The industry argues that China benefits hugely from smoking. Beyond revenue, it estimates that more than 20 million farmers grow tobacco, 520,000 workers process it in factories and 10 million are involved in retailing. But weighed against the health costs, no attempts to justify it can possibly be valid. A Centre for Disease Control report in 2010 put the actual cost to the economy at minus 20 per cent and a US-based study last year determined from analysis of national data that GDP was being eroded by 0.7 per cent due to the medical bills and lost productivity. Rising wages and more expensive equipment mean those amounts are skyrocketing. With the government rolling out its own health insurance programme, they will balloon further.

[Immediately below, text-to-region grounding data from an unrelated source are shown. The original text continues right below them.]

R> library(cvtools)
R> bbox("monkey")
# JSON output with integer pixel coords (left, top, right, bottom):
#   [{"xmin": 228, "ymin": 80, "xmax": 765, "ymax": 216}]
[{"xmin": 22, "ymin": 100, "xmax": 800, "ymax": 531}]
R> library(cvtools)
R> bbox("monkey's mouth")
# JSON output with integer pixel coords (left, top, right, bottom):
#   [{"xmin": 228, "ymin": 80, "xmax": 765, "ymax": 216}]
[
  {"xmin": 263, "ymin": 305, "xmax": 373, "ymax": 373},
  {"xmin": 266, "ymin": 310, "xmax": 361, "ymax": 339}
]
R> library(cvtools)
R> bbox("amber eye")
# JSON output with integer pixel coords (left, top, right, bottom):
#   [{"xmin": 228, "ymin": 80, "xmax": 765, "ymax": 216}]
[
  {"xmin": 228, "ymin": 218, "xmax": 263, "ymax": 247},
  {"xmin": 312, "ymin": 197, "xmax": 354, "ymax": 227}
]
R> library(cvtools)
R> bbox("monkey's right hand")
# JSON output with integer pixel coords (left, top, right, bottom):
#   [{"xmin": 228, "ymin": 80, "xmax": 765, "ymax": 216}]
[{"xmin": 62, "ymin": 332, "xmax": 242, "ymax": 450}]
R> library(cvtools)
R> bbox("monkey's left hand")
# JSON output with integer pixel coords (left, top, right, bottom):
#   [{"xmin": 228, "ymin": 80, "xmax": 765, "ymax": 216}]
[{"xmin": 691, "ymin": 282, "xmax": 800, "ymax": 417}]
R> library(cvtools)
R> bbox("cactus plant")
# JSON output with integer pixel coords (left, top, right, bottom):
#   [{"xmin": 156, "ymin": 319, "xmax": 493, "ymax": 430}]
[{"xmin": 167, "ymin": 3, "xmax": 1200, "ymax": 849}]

It is an unsustainable situation. Governments should not be in the tobacco business, no matter how profitable it may be. They should instead be fighting for a healthy, productive population. Good laws are in place; they have to be strictly enforced, a wide-ranging education campaign launched and tax on tobacco products raised dramatically.

Beijing city authorities' plans to ban smoking in all indoor public places offers hope. A nationwide indoor ban introduced last May does not cover workplaces and is being poorly observed - a survey in the capital in November found just one in five restaurants was complying. The proposals would dramatically increase fines for offenders and managers of public spaces and outlaw cigarette sales on World No Tobacco Day on May 31. If properly enforced, the measures would breathe new life into a flagging effort and serve as a model for other mainland cities to follow. But there is little possibility of that as long as the government and tobacco industry remain entwined.